The strongly worded letter, obtained by BayToday, also demands that, "To protect all employees against reprisals and further harassment, the accused in these allegations must be removed from the workplace pending the outcome of the investigation and publication of extensive, concrete measures to end the poisonous workplace environment at Canadore – once and for all."
The letter is signed by Warren Thomas, president of OPSEU.
Nicholls has been silent after leaving on a month long vacation when the issue broke last week and numerous email efforts by BayToday to contact him have drawn no response. The letter is cc'd to Canadore President George Burton, who also has not responded to requests for information on the investigation.
"I am gravely concerned about the poisonous work environment that OPSEU faculty and support members and other employees working at Canadore College are facing," writes Thomas to Nicholls.

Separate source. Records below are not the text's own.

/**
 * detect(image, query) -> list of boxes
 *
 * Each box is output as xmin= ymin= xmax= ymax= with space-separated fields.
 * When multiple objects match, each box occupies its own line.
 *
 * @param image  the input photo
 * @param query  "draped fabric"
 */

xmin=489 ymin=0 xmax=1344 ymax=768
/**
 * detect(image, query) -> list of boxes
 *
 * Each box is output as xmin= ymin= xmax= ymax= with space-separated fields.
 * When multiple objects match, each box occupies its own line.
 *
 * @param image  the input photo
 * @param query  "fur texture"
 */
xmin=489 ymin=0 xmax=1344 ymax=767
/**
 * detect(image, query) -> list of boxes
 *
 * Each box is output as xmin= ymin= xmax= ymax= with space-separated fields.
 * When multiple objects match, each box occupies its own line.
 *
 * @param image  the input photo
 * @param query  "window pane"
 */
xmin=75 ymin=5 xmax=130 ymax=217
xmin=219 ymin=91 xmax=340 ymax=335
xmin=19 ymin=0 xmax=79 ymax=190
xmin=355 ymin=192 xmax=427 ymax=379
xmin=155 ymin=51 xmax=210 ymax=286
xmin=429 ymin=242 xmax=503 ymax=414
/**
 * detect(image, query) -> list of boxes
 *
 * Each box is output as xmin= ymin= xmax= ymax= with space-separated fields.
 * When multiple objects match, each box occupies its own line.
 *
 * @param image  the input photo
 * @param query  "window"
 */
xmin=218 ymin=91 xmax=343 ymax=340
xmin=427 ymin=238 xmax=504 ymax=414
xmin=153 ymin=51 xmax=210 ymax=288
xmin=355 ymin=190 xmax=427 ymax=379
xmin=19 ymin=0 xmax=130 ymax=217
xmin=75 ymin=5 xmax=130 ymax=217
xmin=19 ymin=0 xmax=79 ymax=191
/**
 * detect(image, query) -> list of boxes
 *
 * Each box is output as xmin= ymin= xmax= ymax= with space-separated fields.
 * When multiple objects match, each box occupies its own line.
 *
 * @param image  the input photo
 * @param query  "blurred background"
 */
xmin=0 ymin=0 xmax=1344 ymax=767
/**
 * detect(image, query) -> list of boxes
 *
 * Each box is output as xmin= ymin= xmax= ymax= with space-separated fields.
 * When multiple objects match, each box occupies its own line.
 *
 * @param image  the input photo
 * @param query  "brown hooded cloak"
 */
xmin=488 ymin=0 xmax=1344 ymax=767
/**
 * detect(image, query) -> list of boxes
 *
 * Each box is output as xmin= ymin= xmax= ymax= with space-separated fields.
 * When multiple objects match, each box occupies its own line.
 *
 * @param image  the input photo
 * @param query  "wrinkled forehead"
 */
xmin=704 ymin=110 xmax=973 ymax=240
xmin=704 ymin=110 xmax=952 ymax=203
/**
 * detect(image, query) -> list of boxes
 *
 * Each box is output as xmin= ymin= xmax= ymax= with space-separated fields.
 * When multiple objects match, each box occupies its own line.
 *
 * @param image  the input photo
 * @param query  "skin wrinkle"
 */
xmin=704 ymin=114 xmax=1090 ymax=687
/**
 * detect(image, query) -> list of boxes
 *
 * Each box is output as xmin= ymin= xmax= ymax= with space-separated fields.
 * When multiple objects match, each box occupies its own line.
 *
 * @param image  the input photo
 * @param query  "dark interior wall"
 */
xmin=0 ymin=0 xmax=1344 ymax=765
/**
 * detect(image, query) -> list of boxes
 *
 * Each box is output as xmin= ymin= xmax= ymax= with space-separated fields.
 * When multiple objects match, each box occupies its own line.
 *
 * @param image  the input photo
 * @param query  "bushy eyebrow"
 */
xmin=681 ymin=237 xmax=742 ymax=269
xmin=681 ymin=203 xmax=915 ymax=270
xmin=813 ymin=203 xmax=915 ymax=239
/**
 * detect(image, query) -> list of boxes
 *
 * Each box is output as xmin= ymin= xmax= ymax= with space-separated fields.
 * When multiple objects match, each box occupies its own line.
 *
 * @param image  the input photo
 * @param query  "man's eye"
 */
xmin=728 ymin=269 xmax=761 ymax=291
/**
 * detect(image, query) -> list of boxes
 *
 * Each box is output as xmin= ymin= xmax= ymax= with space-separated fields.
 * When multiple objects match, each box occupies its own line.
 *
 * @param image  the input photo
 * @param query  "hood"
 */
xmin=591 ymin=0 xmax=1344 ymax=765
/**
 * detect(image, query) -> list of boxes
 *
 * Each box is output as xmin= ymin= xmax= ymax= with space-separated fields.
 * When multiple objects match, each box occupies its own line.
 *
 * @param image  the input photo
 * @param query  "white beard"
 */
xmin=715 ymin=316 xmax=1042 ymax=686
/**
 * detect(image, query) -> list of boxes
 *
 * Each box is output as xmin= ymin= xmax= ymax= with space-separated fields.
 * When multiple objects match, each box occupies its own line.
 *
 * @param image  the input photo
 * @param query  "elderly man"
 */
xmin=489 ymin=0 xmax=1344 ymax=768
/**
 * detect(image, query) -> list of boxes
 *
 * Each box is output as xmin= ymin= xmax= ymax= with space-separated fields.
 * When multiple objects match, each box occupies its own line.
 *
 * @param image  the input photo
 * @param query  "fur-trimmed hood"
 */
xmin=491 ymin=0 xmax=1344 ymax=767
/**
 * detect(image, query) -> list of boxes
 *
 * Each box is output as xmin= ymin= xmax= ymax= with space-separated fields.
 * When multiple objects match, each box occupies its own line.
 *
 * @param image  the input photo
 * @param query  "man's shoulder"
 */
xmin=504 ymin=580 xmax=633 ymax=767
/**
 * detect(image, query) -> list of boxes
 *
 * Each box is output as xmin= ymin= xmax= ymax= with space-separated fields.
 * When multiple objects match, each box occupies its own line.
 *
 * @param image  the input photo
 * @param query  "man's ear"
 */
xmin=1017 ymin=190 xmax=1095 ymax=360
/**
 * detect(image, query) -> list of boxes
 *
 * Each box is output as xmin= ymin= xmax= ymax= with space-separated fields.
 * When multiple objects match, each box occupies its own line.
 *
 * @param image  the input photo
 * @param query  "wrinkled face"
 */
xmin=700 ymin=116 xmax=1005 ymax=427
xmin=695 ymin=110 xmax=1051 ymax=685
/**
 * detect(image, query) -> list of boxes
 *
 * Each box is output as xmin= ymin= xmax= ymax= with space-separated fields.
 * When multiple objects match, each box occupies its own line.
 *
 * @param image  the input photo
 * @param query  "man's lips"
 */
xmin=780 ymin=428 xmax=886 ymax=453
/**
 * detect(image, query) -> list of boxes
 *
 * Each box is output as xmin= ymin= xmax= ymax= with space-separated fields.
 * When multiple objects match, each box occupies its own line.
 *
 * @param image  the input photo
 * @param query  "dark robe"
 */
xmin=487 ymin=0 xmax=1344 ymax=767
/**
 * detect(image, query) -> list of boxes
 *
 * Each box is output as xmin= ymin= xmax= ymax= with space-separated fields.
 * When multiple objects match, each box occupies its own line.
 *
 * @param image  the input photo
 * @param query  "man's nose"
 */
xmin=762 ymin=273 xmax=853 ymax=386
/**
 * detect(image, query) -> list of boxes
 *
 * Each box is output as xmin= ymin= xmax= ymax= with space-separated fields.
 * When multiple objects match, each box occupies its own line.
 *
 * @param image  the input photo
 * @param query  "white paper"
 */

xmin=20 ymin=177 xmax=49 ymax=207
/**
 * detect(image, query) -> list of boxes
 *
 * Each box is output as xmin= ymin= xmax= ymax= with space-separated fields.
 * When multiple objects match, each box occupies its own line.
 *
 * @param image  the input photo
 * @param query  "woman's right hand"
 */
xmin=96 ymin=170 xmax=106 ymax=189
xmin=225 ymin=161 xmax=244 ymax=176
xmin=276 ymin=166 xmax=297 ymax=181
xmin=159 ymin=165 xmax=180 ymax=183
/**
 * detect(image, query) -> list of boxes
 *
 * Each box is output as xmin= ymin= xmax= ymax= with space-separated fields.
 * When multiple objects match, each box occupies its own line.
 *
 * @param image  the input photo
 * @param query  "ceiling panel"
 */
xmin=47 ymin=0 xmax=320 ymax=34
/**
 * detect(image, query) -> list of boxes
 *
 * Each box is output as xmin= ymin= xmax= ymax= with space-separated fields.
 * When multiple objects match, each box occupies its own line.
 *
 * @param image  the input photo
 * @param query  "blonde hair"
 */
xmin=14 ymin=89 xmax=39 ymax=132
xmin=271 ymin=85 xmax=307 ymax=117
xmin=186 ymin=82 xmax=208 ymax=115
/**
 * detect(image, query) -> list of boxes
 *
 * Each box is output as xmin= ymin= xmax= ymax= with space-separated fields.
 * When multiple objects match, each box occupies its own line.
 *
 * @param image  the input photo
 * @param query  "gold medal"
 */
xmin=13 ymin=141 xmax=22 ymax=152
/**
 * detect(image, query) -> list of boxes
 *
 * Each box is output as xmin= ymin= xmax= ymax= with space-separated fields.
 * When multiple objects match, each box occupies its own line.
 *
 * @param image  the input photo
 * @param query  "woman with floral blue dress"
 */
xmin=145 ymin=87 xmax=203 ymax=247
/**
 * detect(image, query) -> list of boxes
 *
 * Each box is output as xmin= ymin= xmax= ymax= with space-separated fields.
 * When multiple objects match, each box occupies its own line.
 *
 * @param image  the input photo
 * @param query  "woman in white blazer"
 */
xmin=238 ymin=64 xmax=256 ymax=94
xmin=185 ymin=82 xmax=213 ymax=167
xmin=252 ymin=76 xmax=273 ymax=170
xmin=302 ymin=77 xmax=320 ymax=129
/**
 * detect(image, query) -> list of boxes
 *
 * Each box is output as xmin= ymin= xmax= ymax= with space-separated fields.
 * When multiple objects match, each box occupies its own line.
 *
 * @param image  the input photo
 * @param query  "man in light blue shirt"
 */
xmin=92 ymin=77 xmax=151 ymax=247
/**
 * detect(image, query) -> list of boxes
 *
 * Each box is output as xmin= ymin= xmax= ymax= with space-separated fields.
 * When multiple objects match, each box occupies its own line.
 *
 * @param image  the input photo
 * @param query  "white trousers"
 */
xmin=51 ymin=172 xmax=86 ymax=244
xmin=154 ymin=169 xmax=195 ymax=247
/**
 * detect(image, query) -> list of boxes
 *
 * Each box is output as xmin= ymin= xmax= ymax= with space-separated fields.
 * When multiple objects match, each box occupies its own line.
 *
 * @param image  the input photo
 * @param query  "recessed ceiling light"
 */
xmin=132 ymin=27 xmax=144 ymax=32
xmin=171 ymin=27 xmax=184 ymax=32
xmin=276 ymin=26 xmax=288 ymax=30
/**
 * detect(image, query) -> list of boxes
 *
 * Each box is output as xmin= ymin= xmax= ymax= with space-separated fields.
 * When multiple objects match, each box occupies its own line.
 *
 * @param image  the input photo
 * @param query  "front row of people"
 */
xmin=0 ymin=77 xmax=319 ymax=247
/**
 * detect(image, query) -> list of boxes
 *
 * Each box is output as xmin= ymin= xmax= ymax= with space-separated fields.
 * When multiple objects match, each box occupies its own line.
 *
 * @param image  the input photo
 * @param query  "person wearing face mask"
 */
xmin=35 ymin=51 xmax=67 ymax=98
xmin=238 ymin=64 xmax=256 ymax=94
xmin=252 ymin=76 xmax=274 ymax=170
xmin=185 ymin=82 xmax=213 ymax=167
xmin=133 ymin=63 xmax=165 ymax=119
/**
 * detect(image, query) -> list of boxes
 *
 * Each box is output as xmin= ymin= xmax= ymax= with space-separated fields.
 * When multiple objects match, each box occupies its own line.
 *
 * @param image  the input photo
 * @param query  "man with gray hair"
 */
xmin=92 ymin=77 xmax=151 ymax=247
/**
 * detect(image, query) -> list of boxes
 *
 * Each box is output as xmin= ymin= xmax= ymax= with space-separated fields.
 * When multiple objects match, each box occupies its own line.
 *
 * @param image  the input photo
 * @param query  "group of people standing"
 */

"As you know, last month, a non-OPSEU staff member sent a letter to the Board of Governors alleging sexual discrimination. When the letter was leaked to the media, some 50 Canadore employees contacted her solicitor about the college’s toxic working environment. They said they had been victims of sexual harassment and misconduct, bullying, psychological harassment, discrimination and retaliation by some senior Canadore administrators. They have no confidence in the ability of the human resources department to address these issues appropriately."
"Over the years, a number of employees have made good-faith efforts to have the toxic work environment addressed," continues Thomas. "They were then targeted for retribution, including dismissal. In March 2017, OPSEU covered half the costs of mass workplace harassment and discrimination training for every Canadore employee. With these latest allegations, it appears the workplace situation has not improved.
"I understand you have hired a third-party investigator, without input from OPSEU members or other victims. We have little faith in an investigator chosen by the college without any worker input into the selection process. It erodes confidence that a truly independent investigation process will take place that encourages a broad-scope look at the pervasive culture of fear that some senior administrators have been allowed to create and perpetuate."
Thomas is demanding that OPSEU be given "significant input" into the investigation.